Perhaps the desperation that leads Zionist organizations and individuals to continuously challenge even the most modest attempts to promote the struggle and stories of the Palestinian people should be taken as a sign of just how powerful our words and stories really are. For pro-apartheid and pro-colonial institutions and individuals, the unrestrained expression of the Palestinian voice is the greatest scandal of all, because it represents the symbolic rejection of the physical borders and technologies of oppression, occupation and dispossession meant to crush the Palestinian spirit. For this reason, moral panics and outrages need to be manufactured in order to make what is at heart an authoritarian imperative--the direct attempt to silence an expression of humanity and cultural uplift--seem prudent, even necessary.

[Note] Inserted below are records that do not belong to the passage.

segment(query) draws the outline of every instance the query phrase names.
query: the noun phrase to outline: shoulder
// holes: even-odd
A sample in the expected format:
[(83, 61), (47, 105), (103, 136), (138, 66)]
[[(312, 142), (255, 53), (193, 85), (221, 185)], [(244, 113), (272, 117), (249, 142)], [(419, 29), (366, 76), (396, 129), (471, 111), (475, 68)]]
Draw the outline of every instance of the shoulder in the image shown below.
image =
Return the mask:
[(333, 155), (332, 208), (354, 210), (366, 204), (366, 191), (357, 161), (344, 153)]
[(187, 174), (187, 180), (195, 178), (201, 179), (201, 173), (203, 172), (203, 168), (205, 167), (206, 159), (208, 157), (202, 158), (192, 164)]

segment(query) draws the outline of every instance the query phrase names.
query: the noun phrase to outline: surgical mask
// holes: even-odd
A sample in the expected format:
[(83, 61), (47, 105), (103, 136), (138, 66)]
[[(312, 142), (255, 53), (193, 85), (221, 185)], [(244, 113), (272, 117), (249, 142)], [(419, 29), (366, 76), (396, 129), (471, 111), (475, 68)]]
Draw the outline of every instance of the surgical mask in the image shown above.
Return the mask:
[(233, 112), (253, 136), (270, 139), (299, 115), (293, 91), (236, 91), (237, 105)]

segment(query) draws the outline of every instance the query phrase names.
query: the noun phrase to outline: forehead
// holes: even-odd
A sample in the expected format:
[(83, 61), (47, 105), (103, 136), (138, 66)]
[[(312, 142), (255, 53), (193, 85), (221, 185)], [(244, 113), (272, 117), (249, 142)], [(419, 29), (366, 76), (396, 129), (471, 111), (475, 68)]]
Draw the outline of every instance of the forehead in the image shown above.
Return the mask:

Kanafani, alongside Mahmoud Darwish and Edward Said, showed the world how even the most brutal oppressions cannot constrain the power of the written word. It was Mahmoud Darwish who proudly declared, “Record--I am an Arab!” and Edward Said who wrote that Palestinians were denied “permission to narrate.” Despite this cancellation, we have fortunately found a new venue to celebrate the creative abilities of our youth. But most important of all, in observance of the recent anniversary of Kanafani’s assassination, we remember how it is through our creation that we reaffirm a collective refusal to be subordinated, to be silenced. Our written words and our images are charged with a collective “No:” we will not be erased, consigned to the dust-bin of history by colonial powers and their eager helpers.
Palestinians will endure, and we will be free.